Upholding family values

Upholding family values
By Manal Alafrangi, Staff Writer GULF NEWS Published: October 03, 2007, 23:52

There is a certain universality when it comes to the term "family values" but because the concept itself is rooted in individual cultures, ideals and morals can come across as different. So then, what happens when people of different creeds and nationalities live in one society? Do they agree on what constitutes family values? Do they share the same ideals and principles?

According to our latest survey, there is a concern when it comes to cultural values being present in the UAE. That is, more than two thirds of our respondents feel family values are being eroded in the UAE. This opinion is particularly high amongst Arabs, excluding Emiratis (73 per cent). Moreover, 62 per cent of those surveyed feel people in the UAE are courteous and respectful to others but there is a difference of opinion amongst the various nationalities; 71 per cent of Emiratis compared to 39 per cent of Westerners.

Similarly, Arabs (excluding Emiratis) and Asians are also split on whether they think UAE residents have a community spirit. Emiratis and Westerners on the other hand are on opposite ends of the spectrum with the former saying they do and the latter saying they don't.

That is one of the main conclusions from the latest Gulf News survey undertaken by YouGov-Siraj where by 1,191 people answered questions on family, growing old, and challenges to family time. (Of the total surveyed, 119 were Emiratis, 147 other Arabs, 168 Westerners, 669 Asians, and 88 others).

We asked our respondents who each of them considers to part of their own family. Across all nationalities, 'parents', 'brothers and sisters' and 'spouse' top the family member ladder. 'Children' and 'grandparents' are not far behind in the family members consideration set. Interestingly, despite no blood connection, 25 per cent believe friends are family and 16 per cent find employed household staff to also be part of family.

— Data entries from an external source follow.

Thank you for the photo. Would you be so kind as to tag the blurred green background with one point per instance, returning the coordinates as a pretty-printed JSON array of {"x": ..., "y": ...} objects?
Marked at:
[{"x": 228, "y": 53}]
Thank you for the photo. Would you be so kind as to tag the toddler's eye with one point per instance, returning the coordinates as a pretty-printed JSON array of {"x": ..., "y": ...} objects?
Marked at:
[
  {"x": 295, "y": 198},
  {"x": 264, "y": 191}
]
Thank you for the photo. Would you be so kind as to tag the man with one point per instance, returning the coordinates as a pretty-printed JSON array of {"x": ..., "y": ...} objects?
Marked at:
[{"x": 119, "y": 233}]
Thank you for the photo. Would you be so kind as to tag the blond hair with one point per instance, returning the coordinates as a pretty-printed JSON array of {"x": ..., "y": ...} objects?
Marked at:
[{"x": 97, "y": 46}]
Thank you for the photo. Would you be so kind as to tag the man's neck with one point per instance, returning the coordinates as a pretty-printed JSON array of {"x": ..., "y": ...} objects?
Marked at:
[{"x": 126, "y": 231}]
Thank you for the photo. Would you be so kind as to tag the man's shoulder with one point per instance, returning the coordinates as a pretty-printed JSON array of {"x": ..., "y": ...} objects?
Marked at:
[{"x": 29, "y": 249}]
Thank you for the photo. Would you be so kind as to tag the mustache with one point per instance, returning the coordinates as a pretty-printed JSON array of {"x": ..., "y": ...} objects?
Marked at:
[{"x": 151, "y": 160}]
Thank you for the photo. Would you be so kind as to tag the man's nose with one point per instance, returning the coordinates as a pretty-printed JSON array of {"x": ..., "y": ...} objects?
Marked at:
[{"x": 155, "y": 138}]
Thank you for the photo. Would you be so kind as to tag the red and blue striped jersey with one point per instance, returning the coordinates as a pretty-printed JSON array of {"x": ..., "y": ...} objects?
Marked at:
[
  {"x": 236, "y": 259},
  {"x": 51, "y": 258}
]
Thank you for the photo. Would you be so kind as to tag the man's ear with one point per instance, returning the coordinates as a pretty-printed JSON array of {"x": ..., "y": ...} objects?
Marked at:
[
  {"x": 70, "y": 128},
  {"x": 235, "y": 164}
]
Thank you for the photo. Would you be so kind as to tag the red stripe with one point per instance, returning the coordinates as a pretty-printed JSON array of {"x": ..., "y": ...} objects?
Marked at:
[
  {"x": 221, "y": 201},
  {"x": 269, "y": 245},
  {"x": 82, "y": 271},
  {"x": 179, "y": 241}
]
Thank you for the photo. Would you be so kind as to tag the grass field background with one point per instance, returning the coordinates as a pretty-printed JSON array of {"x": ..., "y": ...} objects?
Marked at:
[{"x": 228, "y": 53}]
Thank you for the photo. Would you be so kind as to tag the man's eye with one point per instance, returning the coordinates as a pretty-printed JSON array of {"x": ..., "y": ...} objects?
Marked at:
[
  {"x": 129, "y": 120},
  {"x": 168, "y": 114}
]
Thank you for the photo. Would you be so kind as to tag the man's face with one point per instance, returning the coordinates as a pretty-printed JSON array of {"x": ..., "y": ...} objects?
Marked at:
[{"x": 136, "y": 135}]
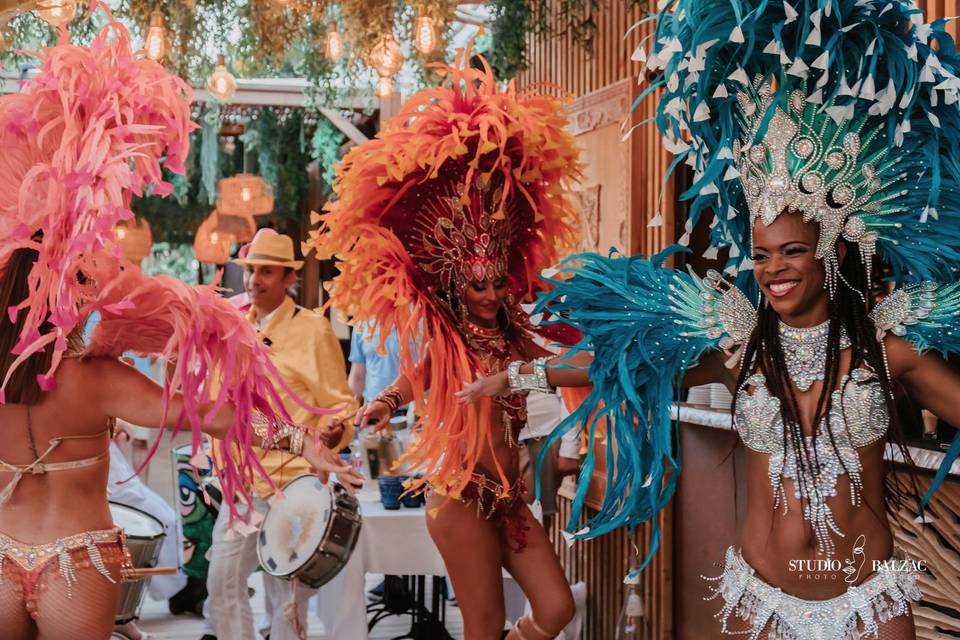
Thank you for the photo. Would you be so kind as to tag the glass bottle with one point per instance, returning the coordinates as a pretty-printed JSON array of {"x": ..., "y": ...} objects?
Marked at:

Who do they live with? More than half of our respondents say they currently live in the UAE with their spouse- this is clearly observed among Westerners and Asians (75 per cent and 63 per cent respectively) as compared to Arabs (42 per cent). Moreover, both Arabs and Asians seem to have more of their parents living with them in the UAE compared to Westerners. Arab scores are largely observed among Emiratis (6 in 10 Emiratis vs. nearly 3 in 10 other Arabs).

On the other hand, almost 1 in 10 lives alone in the UAE. This is primarily because their families live in different countries (numbers being highest amongst Western and Asian respondents). Some respondents simply say that they "prefer to live alone" (with 2 in 10 Emiratis saying so).

There is unanimity amongst our respondents when it comes to caring for their elderly parents. 95 percent said they would be supportive towards helping their parents as they grow older and become dependent upon others for help. What options would they seek in such a scenario? Nearly 6 out of 10 say they would nurse them at home themselves. But a closer look reveals that while 60 per cent of Arabs and 67 per cent of Asians feel this way, only 34 per cent of Westerners feel the same.

Instead, 40 per cent of Westerners say they would employ a nurse at home. Sending elderly parents to a nursing home proved the least popular option for our respondents.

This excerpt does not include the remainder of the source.